Honoring Hispanic Heritage Month: How Lived Experience for Hispanic and Latino Patients has Evolved in Changing Times

By: Dr. Karen Mancera-Cuevas, Senior Director, Health Equity 

Hispanic Heritage Month provides an important moment to examine how the changing health care landscape has affected Hispanic and Latino patients. The current environment has created complex challenges related to access, navigation, and social support, which directly impact lived experience. By analyzing how each  these elements intersect, we can better identify opportunities to address barriers to care for this community.  

Access to Care
Latino patients face multiple challenges in accessing health care, many tied to changes to legislation concerning Medicaid. Proposals such as  Medicaid work requirements in the “One Big Beautiful Bill Act” and the potential loss of coverage for Medicaid recipients disproportionately affect Latino patients. Latinos are overrepresented in industries that may not offer employer-sponsored health benefits, such as food service, construction, and domestic work. Without access to employer-provided insurance, many rely on Medicaid as their primary health coverage. However, despite being overrepresented in the low-income population, many eligible Latinos do not enroll in Medicaid due to concerns about immigration status, fear of the public charge rule, or lack of access to enrollment information. This results in significant barriers to accessing essential services provided by Medicaid, including preventive care, maternal health, and chronic disease management. 

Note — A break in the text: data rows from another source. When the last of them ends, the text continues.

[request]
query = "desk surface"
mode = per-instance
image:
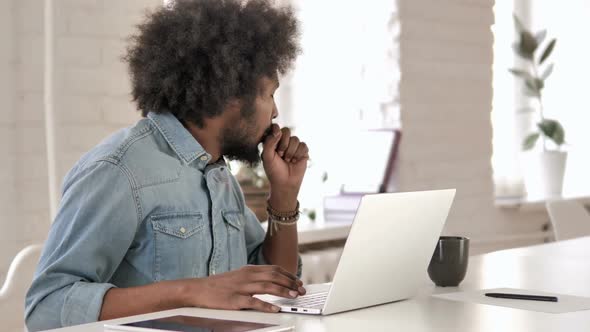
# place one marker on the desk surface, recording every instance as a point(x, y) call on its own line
point(560, 267)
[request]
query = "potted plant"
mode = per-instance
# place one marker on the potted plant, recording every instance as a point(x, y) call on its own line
point(545, 167)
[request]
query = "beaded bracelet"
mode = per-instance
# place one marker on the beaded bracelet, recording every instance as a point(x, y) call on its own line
point(277, 218)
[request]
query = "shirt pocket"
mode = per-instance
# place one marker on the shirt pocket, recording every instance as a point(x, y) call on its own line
point(236, 239)
point(181, 245)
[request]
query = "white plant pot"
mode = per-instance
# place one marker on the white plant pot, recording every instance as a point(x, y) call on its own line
point(543, 173)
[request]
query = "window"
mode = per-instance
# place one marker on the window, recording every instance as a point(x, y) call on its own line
point(564, 95)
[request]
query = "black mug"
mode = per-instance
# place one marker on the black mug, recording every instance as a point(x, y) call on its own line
point(448, 265)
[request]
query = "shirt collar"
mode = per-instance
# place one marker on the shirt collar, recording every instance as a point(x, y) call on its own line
point(179, 138)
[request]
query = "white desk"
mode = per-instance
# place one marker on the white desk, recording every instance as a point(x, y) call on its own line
point(562, 267)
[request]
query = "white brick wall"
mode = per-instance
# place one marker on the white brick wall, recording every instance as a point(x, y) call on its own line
point(92, 100)
point(446, 57)
point(446, 95)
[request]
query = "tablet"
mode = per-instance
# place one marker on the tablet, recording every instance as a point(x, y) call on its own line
point(195, 324)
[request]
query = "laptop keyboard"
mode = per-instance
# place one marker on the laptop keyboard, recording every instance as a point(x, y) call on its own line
point(315, 300)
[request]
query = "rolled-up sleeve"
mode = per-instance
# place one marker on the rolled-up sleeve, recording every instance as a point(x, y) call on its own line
point(254, 239)
point(94, 228)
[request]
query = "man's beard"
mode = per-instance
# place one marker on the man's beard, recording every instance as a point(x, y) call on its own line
point(238, 143)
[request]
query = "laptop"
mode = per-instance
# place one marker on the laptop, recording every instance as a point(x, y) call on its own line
point(385, 257)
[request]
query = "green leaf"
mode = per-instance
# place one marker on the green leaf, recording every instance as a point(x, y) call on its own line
point(547, 72)
point(518, 23)
point(547, 51)
point(534, 85)
point(519, 52)
point(530, 141)
point(552, 130)
point(540, 36)
point(520, 73)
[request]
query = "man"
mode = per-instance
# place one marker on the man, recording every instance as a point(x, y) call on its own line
point(151, 218)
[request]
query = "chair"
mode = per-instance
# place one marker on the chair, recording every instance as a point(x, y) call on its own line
point(18, 281)
point(569, 219)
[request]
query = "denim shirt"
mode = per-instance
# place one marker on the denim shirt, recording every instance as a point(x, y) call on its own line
point(143, 206)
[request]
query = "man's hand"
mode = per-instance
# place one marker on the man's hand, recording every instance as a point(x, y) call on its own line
point(235, 289)
point(284, 158)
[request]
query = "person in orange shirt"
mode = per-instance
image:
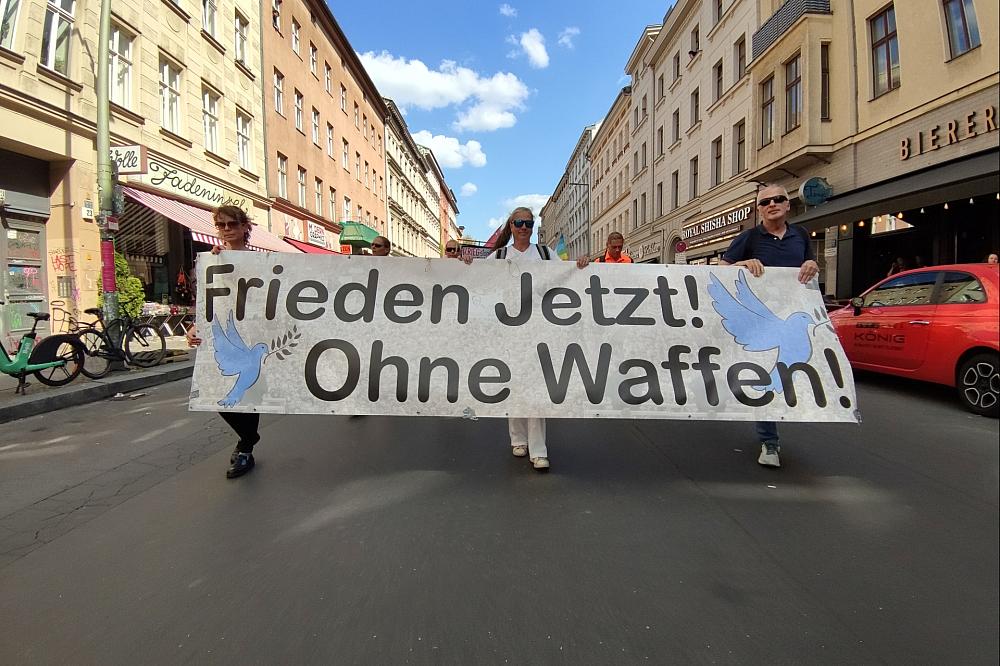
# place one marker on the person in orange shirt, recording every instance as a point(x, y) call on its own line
point(614, 254)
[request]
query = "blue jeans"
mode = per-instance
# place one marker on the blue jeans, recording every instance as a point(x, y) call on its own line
point(767, 431)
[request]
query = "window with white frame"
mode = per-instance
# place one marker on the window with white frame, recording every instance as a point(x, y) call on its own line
point(282, 176)
point(244, 127)
point(170, 96)
point(120, 48)
point(56, 35)
point(240, 28)
point(8, 22)
point(210, 119)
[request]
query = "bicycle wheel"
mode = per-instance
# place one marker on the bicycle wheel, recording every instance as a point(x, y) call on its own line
point(144, 345)
point(63, 374)
point(98, 361)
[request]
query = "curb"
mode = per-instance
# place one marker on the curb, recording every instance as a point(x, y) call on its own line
point(71, 396)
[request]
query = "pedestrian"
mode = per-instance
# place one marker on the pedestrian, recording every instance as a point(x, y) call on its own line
point(527, 435)
point(381, 246)
point(233, 227)
point(772, 243)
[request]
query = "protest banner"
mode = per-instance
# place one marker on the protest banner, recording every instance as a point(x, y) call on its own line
point(326, 334)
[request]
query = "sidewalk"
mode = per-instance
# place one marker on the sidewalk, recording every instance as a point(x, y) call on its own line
point(42, 399)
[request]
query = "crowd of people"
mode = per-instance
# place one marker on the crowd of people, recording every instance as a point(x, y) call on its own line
point(771, 243)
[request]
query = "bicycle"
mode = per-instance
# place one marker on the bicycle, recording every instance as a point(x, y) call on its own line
point(120, 340)
point(56, 361)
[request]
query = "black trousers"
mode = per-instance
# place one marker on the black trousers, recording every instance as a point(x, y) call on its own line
point(245, 425)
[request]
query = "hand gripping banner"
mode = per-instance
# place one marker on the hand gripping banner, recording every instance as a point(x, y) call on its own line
point(327, 334)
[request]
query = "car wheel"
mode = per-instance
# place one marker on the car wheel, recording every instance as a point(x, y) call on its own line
point(979, 384)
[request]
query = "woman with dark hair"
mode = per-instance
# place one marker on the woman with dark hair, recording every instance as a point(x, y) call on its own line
point(233, 227)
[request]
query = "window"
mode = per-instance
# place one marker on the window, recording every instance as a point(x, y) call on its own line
point(243, 134)
point(885, 51)
point(8, 16)
point(282, 176)
point(694, 177)
point(963, 28)
point(210, 119)
point(740, 56)
point(793, 93)
point(121, 67)
point(170, 96)
point(739, 147)
point(56, 35)
point(208, 16)
point(279, 92)
point(767, 111)
point(824, 81)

Hispanics and Latino patients also face disproportionately high adverse health outcomes, with seniors being the most likely of any racial or ethnic group in the US to experience affordability challenges. The Inflation Reduction Act aims to reduce some of these barriers by lowering the out-of-pocket cost of health coverage and prescription drugs, a change that will especially benefit Latinos who face barriers to care due to unaffordable costsAdditionally, if health care coverage is obtained through employment and this status changes due to job loss, layoffs or reductions, alternate coverage options although available through the Affordable Care Act (ACA), may not be the first choice due to language barriers, lack of knowledge of ACA registration requirements or plain mistrust of the system creating further inequities. However, coverage gaps remain. When employment status changes due to job loss, layoffs, or reduced hours, alternate coverage through the ACA) is available but not always accessible. Language barriers, lack of knowledge about ACA enrollment, and mistrust of the system often prevent Hispanic and Latino patients from seeking this option, creating further inequities in access to care. 

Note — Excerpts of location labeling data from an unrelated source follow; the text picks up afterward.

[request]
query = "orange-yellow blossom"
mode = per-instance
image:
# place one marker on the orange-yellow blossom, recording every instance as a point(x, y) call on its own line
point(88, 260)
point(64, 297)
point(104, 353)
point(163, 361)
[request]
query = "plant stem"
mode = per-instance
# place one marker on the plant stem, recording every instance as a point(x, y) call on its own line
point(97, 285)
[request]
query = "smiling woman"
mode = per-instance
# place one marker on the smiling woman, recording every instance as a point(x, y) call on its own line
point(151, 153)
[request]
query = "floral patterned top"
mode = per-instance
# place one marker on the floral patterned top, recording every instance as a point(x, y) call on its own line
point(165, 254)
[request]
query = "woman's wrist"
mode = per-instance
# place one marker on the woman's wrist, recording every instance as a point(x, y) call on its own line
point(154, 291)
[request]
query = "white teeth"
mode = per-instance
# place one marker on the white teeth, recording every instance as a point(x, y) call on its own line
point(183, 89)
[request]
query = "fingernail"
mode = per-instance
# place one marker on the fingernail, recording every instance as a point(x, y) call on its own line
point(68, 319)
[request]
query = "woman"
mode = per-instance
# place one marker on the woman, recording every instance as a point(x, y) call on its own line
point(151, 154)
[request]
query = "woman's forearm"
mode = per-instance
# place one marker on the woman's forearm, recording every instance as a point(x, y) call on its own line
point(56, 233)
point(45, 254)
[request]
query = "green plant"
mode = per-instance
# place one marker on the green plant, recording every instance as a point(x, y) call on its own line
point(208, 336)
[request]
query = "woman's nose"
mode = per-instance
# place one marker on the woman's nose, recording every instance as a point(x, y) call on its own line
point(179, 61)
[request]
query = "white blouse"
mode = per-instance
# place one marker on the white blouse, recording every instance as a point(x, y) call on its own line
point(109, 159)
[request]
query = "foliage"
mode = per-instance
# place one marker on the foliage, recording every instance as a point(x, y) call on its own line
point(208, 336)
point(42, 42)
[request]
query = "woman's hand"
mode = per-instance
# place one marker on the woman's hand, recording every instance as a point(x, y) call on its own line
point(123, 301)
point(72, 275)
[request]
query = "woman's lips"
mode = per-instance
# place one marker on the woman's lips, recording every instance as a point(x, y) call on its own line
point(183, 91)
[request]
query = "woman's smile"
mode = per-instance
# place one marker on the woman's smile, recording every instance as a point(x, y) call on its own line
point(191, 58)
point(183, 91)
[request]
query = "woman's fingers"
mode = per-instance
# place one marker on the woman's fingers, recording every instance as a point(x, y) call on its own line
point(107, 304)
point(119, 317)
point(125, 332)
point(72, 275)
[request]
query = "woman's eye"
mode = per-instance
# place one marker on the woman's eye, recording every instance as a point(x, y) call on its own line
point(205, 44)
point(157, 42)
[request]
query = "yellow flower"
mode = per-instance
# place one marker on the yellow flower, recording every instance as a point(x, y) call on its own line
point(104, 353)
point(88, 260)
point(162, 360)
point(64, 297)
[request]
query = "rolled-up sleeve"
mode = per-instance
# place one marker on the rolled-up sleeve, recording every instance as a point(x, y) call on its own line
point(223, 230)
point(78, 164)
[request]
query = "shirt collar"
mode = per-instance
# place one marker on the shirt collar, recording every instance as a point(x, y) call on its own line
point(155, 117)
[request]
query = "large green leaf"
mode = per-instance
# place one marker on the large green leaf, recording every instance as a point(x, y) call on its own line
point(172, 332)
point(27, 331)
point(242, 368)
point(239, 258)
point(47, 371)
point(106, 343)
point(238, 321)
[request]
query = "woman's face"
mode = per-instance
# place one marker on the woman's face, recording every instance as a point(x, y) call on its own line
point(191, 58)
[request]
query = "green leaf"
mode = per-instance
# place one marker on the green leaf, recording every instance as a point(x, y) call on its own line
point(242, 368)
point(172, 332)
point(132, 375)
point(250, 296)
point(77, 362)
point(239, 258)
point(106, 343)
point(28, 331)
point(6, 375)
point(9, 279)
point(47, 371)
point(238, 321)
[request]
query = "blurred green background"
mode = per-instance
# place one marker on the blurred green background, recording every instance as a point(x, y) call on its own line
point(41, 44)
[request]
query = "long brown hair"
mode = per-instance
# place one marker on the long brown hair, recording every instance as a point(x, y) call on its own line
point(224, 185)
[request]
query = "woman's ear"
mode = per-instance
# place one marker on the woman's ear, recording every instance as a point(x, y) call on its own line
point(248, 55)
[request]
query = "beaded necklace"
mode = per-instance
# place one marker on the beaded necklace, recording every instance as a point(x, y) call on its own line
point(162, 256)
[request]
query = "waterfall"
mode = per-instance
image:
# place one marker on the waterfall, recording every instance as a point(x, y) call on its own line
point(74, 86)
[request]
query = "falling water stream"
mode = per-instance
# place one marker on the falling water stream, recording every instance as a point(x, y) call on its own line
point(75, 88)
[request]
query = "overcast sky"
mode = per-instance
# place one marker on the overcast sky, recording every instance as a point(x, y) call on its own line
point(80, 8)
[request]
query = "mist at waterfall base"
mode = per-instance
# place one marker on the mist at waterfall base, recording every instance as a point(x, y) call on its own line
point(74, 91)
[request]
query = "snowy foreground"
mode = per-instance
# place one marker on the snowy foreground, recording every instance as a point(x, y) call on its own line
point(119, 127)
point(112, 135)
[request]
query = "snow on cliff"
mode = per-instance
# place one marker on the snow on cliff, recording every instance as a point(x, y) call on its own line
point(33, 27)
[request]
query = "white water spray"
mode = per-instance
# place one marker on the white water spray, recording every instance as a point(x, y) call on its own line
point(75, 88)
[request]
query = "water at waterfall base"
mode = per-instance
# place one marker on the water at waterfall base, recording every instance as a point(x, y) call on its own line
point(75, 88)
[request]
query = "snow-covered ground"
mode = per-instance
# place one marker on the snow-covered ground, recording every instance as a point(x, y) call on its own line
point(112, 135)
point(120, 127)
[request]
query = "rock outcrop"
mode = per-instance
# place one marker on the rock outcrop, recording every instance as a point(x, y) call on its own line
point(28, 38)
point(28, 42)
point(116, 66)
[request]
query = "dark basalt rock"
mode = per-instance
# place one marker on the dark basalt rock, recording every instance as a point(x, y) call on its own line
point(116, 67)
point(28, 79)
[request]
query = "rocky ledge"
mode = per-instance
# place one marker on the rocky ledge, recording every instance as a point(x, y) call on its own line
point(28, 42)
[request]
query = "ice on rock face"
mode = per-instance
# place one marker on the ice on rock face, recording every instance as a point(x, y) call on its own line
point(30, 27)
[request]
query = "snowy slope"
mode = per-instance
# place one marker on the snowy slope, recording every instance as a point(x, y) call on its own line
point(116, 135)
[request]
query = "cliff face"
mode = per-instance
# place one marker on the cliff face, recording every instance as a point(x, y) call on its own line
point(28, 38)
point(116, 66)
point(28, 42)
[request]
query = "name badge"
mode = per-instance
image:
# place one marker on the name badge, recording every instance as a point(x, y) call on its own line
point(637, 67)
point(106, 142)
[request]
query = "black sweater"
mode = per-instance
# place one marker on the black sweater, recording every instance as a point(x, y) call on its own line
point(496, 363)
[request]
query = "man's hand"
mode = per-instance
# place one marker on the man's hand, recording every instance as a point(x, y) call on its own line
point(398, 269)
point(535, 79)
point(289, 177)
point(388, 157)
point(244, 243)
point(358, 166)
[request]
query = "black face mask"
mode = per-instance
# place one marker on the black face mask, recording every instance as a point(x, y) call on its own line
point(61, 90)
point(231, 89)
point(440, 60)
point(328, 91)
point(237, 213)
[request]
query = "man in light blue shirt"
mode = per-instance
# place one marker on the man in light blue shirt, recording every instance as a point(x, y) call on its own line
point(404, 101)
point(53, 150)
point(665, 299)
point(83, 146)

Health Literacy & Navigation
With new guidelines come new documents, forms, and expectations that patients must understand to effectively navigate the system. For Latino patients, this can be especially challenging due cultural factors, language barriers, and socioeconomic disparities. Together, these issues create the likelihood of poorer health outcomes, often leading to prolonged and increased frequency of hospitalization. Limited health literacy may also discourage preventive health seeking behaviors in primary care settings, leading to more complicated conditions, greater care coordination needs, and higher costs. Systemic barriers —including limited English proficiency, lack of health care navigation resources, and fear of engaging with government systems — further reduce access the health care services available through Medicaid and out of pocket care. In addition, many Latinos face difficulties in finding providers who speak their language or understand their cultural needs.

Social Support
Social support is another area shaped by systemic barriers and immigration status. Families that may have relied on caregivers for support may now face instability and smaller support networks, and limited resources to pay for care.  Fear and mistrust may prevent some individuals from attending patient support groups or connecting with grassroots organizations. After hospitalization or medical procedures, discharge support can be especially limited, as families often have fewer resources to rely on, and hospitals themselves may be constrained by financial pressures. 

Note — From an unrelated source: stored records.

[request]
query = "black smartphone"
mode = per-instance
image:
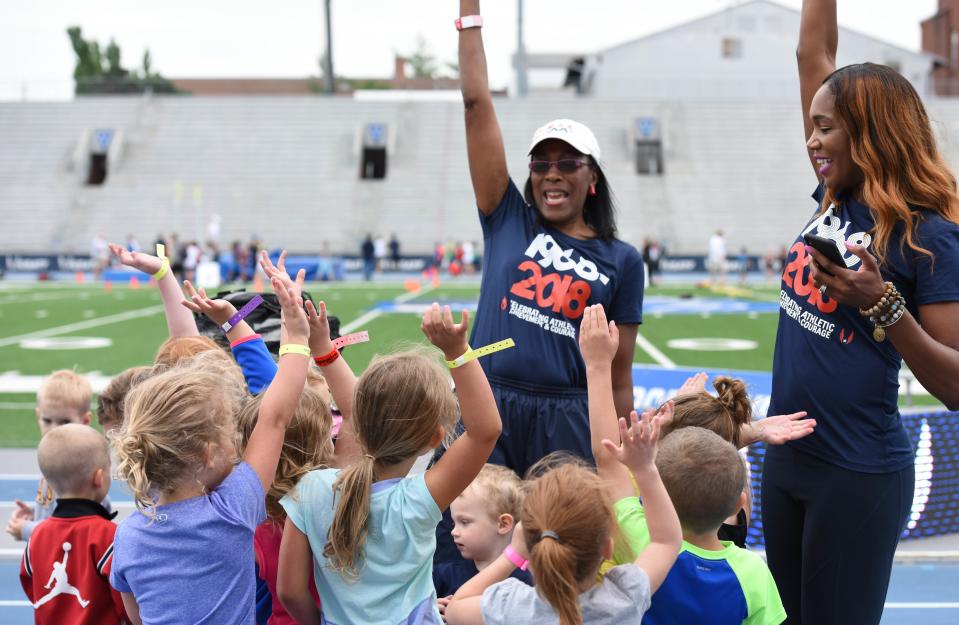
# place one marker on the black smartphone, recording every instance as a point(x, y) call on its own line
point(826, 247)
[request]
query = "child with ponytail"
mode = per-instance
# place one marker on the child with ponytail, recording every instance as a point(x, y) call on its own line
point(185, 556)
point(368, 531)
point(306, 446)
point(566, 531)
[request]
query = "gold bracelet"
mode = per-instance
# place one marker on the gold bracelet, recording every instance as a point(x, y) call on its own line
point(890, 288)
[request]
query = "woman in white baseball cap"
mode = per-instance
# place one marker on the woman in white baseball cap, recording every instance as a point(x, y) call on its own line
point(550, 251)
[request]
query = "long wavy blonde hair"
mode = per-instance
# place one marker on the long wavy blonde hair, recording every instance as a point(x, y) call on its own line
point(892, 142)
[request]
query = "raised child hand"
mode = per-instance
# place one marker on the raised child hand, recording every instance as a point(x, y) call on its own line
point(279, 271)
point(638, 449)
point(218, 310)
point(292, 316)
point(598, 340)
point(439, 328)
point(138, 260)
point(320, 343)
point(694, 385)
point(780, 429)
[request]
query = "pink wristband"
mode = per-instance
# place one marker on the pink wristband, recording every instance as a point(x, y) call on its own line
point(511, 555)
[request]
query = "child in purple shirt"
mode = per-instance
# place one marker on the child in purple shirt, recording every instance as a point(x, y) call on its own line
point(186, 556)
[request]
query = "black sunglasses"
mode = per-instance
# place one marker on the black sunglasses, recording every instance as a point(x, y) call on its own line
point(566, 165)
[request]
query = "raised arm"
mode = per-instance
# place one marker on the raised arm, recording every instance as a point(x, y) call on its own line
point(462, 462)
point(484, 140)
point(599, 343)
point(638, 453)
point(816, 54)
point(178, 320)
point(341, 380)
point(283, 395)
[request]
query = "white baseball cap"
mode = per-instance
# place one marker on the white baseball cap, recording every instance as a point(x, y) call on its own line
point(573, 133)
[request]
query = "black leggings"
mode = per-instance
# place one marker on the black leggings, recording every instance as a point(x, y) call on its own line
point(831, 535)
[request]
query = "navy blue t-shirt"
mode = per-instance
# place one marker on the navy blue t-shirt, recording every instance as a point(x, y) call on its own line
point(449, 576)
point(826, 361)
point(536, 283)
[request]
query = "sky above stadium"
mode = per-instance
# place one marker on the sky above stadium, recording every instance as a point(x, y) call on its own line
point(243, 38)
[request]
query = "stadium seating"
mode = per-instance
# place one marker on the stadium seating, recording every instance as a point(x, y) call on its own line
point(287, 169)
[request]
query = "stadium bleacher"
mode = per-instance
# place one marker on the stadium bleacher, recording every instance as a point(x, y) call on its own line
point(287, 169)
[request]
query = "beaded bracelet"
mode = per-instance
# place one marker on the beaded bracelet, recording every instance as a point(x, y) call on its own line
point(886, 312)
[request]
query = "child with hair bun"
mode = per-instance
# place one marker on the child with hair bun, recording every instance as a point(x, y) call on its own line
point(713, 581)
point(185, 556)
point(566, 531)
point(730, 415)
point(368, 531)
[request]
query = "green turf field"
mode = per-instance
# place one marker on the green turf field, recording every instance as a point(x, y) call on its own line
point(132, 320)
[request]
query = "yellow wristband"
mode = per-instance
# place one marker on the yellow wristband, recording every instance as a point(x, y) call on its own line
point(293, 348)
point(479, 352)
point(163, 270)
point(165, 265)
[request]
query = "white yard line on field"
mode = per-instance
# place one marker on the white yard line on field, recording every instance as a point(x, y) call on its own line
point(369, 316)
point(149, 311)
point(654, 352)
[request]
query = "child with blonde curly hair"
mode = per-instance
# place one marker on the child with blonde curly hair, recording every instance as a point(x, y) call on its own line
point(198, 505)
point(566, 532)
point(368, 531)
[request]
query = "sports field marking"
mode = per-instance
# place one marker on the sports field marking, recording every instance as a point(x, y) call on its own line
point(369, 316)
point(654, 352)
point(42, 297)
point(149, 311)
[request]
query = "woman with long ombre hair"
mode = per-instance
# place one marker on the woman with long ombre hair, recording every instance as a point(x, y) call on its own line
point(835, 503)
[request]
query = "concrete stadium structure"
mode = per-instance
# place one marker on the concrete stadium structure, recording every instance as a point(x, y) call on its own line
point(288, 168)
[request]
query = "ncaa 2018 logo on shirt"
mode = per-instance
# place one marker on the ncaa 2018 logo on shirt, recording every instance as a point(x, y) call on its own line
point(553, 290)
point(831, 227)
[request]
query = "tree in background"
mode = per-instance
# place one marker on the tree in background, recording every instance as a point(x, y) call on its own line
point(102, 72)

These recurring challenges highlight an uncertain future for Hispanic and Latino patients.  Addressing them will require coordinated investments in health care and behavioral health resources at the local, state, and national level —from primary care delivered through Federally Qualified Health Centers (FQHCs) to specialty treatment at large hospital systems. Policy and legislative efforts, particularly those focused on statewide Medicaid programs, represent another avenue for patient advocates to prioritize funding for  preventive care and essential services.